MALI: In a fossilized forest in Arctic Norway, scientists find evidence of plants’ power to direct climate shifts.
Researchers recently unearthed ancient forests in arctic Norway from 400 million years ago. And while the fossils themselves are exciting, UK scientists believe these trees were responsible for one of the greatest climate shifts in Earth’s history.
Dr. Chris Berry, a senior lecturer at Cardiff University’s School of Earth and Ocean Sciences, identified the fossil forests in Svalbard, a Norweigan archipelago in the Arctic Ocean almost halfway between Norway and the North Pole.
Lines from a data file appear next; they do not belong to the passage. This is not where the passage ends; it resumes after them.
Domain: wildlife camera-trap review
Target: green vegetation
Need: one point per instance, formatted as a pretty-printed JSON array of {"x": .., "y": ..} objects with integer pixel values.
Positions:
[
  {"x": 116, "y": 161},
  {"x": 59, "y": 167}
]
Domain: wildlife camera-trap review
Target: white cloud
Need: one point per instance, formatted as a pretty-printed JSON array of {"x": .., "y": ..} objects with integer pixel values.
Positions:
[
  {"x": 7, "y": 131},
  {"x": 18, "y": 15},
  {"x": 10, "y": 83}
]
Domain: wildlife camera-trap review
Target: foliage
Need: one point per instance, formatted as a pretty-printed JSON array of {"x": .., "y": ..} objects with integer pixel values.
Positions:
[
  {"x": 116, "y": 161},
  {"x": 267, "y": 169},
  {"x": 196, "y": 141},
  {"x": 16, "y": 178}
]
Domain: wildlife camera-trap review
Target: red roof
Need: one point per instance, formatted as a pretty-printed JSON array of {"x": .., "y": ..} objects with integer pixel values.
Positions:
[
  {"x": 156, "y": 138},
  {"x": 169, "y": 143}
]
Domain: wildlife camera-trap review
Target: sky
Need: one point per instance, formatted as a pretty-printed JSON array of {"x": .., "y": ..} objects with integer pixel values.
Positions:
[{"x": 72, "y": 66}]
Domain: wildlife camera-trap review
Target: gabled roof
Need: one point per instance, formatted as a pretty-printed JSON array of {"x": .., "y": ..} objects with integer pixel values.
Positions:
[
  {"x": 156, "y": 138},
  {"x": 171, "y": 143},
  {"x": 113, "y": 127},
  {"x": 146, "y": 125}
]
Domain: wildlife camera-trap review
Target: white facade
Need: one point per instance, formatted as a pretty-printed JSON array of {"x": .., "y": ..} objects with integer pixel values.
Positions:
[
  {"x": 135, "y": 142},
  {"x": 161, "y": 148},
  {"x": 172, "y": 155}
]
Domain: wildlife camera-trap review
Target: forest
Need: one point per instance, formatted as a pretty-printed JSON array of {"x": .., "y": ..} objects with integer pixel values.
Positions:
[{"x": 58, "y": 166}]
“These fossil forests show us what the vegetation and landscape were like on the equator 380 million years ago, as the first trees were beginning to appear on the Earth,” Berry explained in a press release.
Originally a tropical forest growing near the equator, researchers say continental drift carried the trees north. With diamond pattern trunks and flared branches of needle leaves, these 12-foot-tall trees were nothing like anything in our forests today.
By examining preserved tree stumps, Dr. Berry suggests the trees lived during the late Devonian period, which existed 420 to 360 million years ago. The fossilized forest in Svalbard is one of the oldest ever discovered, eclipsed only by another Devonian forest found in Gilboa, N.Y.